La durée et le financement, à la charge de l'employeur


La durée de la formation s'établit à cinq jours lors du premier mandat, en application de l'article L. 2315-18 issu de la loi du 2 août 2021 pour renforcer la prévention en santé au travail. Le renouvellement obéit à des règles spécifiques selon l'effectif de l'établissement. Surtout, le financement incombe intégralement à l'employeur, et non au budget de fonctionnement du comité, ce qui distingue radicalement cette formation de la formation économique. Cette charge participe de l'obligation générale de sécurité que fait peser sur l'employeur l'article L. 4121-1, obligation dont nous avons déjà rappelé la portée dans notre analyse du cadre juridique des obligations de l'employeur en matière de recrutement et de gestion du personnel.
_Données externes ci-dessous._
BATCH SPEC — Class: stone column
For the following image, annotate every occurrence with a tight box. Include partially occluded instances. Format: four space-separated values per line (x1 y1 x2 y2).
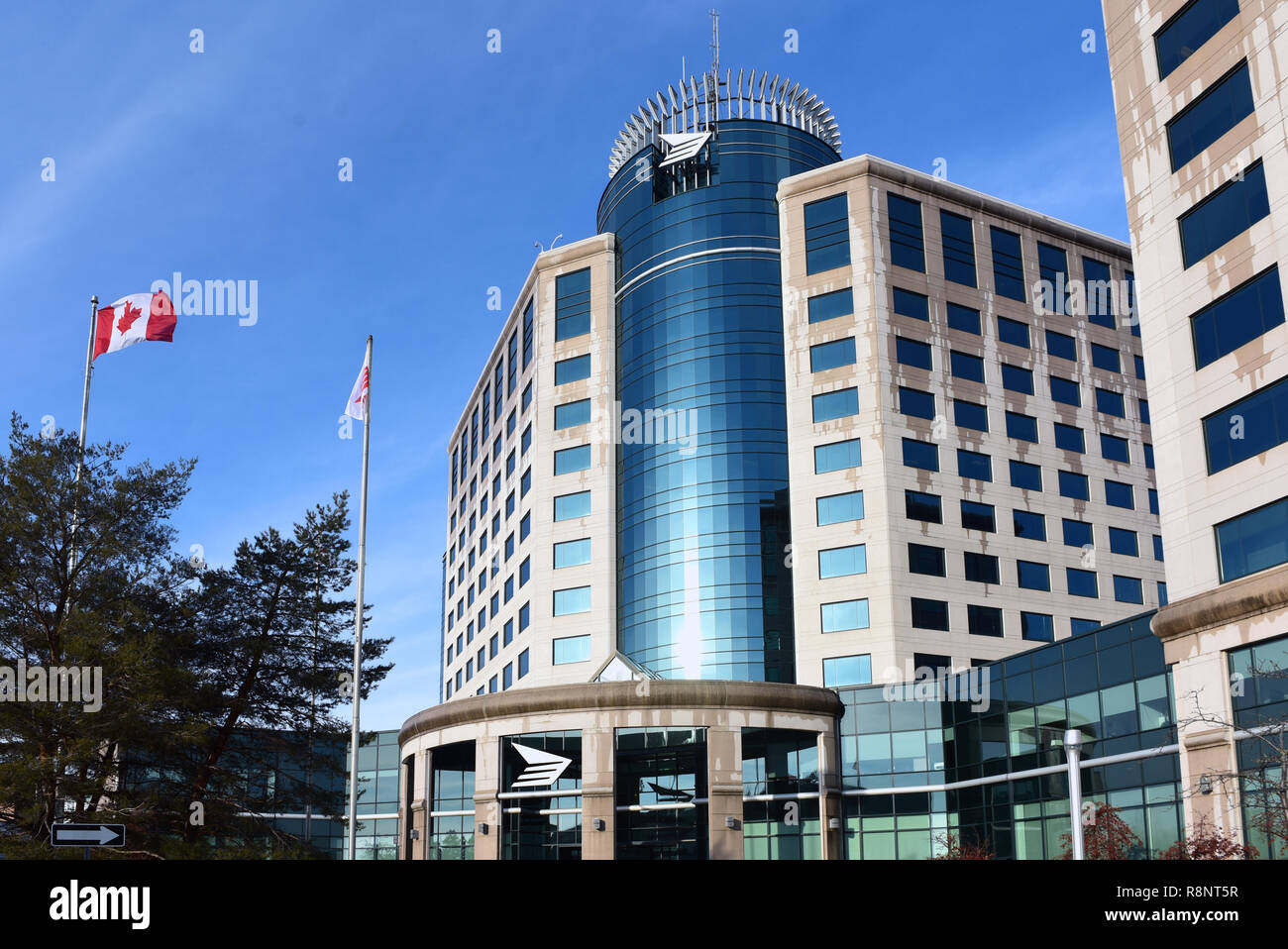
707 725 743 860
En pratique, l'employeur veillera à confier cette mission à un organisme dûment habilité, la prise en charge par l'opérateur de compétences supposant une certification Qualiopi. Des organismes spécialisés dans la formation CSE et SSCT répondent à cette double exigence d'agrément et de certification, ce qui sécurise tant le contenu pédagogique que le financement du dispositif.


La conclusion du juriste


Refuser à un suppléant sa formation SSCT, c'est s'exposer à un délit d'entrave et fragiliser, le moment venu, la légitimité même de son intervention. L'employeur avisé n'attendra pas que le titulaire défaille pour s'apercevoir que son remplaçant n'a jamais reçu la moindre instruction. Former l'ensemble des élus n'est donc pas une largesse ; c'est l'exécution rigoureuse d'une obligation légale, et accessoirement la marque d'une gestion sociale intelligente. Le droit, ici, rejoint le bon sens, ce qui n'arrive pas si souvent qu'on s'en plaigne.